O documentário ‘Unlocking the Cage’ pergunta por que as corporações podem ter o status de ‘pessoa’, mas animais inteligentes não

O documentário ‘Unlocking the Cage’ pergunta por que as corporações podem ter o status de ‘pessoa’, mas animais inteligentes não

Por Robert Abele / Tradução de Alice Wehrle Gomide

Sejam quais forem suas visões sobre os direitos dos animais, o envolvente documentário Unlocking the Cage (Destrancando a Jaula) das lendas da não ficção Chris Hegedus e D.A. Pennebaker (“O Quarto de Guerra”) tornam um caso digno reconsiderar a robustez das leis que explicitamente separam os humanos dos animais. Com um ritmo de suspense jurídico e inteligência emocional, ele narra o esforço do advogado entusiasta Steven Wise para reconhecer um chimpanzé como uma pessoa legal com proteções, ao contrário de uma “coisa” legal sem nenhum direito. Protetores ferozes do rótulo de “personalidade” irão zombar, e muito, mas em um país que concede esse status para corporações, Wise argumenta, por que nós negamos isso para algumas das criaturas mais cognitivamente complexas – símios, golfinhos, elefantes – que não são humanos?

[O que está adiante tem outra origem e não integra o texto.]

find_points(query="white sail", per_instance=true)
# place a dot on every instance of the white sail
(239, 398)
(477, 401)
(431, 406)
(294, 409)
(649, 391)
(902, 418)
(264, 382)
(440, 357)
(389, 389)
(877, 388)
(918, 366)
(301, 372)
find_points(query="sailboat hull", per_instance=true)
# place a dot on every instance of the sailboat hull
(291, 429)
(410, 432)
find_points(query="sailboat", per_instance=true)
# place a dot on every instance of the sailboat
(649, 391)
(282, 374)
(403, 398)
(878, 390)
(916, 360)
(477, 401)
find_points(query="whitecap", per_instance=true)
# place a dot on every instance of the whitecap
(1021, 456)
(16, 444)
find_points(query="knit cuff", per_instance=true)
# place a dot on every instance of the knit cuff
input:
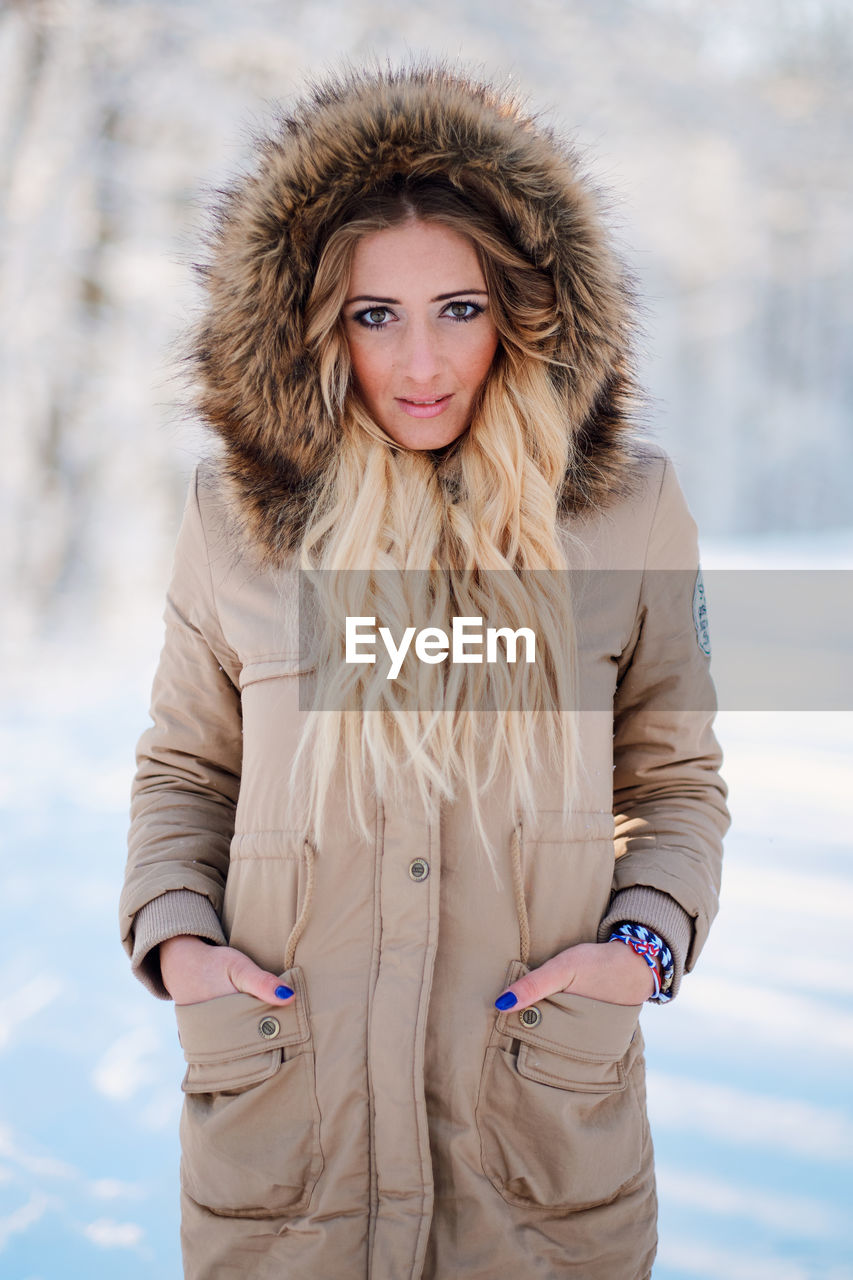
(657, 912)
(174, 913)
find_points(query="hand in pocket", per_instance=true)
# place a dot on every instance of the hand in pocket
(195, 970)
(600, 970)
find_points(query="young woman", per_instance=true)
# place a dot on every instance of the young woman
(409, 910)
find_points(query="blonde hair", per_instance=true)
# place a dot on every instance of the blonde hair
(456, 528)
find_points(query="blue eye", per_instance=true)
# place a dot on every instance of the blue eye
(361, 316)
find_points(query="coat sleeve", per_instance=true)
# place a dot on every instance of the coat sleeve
(188, 766)
(669, 798)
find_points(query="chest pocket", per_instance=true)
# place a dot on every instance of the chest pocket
(560, 1112)
(250, 1121)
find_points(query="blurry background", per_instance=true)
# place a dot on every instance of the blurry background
(721, 132)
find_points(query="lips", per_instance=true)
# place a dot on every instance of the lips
(423, 407)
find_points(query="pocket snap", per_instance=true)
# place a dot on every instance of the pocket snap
(559, 1112)
(250, 1120)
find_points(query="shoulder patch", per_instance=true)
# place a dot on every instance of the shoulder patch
(701, 615)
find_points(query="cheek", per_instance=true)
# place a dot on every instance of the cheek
(480, 359)
(368, 368)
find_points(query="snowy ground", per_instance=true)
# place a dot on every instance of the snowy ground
(749, 1082)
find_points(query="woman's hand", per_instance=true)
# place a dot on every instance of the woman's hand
(602, 970)
(194, 970)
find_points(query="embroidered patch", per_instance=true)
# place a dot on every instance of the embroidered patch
(701, 615)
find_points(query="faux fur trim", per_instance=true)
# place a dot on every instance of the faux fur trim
(258, 388)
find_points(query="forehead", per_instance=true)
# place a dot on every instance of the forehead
(415, 255)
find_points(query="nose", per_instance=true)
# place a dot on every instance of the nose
(420, 357)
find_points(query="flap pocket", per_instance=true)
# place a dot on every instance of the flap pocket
(574, 1043)
(237, 1040)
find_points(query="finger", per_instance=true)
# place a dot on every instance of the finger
(254, 981)
(553, 976)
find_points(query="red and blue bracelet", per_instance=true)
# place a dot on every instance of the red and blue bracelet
(655, 951)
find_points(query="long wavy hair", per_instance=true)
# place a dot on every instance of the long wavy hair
(419, 536)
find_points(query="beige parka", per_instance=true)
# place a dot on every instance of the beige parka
(389, 1123)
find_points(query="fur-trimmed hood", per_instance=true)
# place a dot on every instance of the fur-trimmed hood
(258, 387)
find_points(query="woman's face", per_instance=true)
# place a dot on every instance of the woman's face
(419, 329)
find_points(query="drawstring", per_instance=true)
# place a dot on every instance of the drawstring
(520, 904)
(296, 932)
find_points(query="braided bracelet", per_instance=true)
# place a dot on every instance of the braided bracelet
(652, 949)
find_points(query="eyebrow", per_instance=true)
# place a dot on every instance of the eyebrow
(441, 297)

O professoralmente descabelado Wise é um veterano de 30 anos do movimento pelos direitos dos animais, com um senso de humor que o torna um sujeito bem-vindo (e convenientemente faz com que ele não seja visto como “doido”). Apoiado pelos seus colegas de cruzada no Nonhuman Rights Project (Projeto pelos Direitos Não Humanos), cujo conselho inclui Jane Goodall, Wise elaborou uma abordagem jurídica inteligente sobre o que ele chama de um “primeiro salvo em uma guerra estratégica”: entrar com uma ação jurídica em nome de um chimpanzé específico, que está em cativeiro e é abusado, e argumentar pelos direitos limitados relacionando com a autonomia que significativamente poderia mudar a vida do animal para melhor.

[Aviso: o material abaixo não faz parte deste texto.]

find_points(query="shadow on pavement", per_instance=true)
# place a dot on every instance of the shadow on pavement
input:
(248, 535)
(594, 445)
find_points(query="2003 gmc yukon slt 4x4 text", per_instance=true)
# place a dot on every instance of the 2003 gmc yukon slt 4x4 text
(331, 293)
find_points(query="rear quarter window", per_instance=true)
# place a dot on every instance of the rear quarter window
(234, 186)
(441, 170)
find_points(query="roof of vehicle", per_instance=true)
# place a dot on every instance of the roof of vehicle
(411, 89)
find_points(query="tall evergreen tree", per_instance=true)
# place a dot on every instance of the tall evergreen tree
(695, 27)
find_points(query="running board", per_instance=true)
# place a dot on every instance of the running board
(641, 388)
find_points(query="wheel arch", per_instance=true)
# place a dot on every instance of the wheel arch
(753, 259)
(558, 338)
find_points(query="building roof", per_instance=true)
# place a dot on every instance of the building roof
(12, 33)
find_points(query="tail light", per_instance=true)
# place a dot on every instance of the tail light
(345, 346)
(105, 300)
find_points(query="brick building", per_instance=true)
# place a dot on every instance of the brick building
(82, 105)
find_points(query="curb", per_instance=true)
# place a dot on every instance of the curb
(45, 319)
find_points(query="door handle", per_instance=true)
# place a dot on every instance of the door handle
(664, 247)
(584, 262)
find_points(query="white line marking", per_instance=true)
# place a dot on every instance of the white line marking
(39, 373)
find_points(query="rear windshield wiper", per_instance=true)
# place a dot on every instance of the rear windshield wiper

Decidindo pelo estado de New York como seu laboratório jurídico, Wise localiza uma quantidade de primatas como demandantes dignos de nota, incluindo um par chamado Hercules e Leo, mantidos para propósitos de pesquisa na Escola de Medicina Stony Brook, e Tommy, um ex-chimpanzé do showbiz (do filme de 1987 com Matthew Broderick, “Project X”) vivendo em um isolamento sombrio em uma cela improvisada com uma televisão.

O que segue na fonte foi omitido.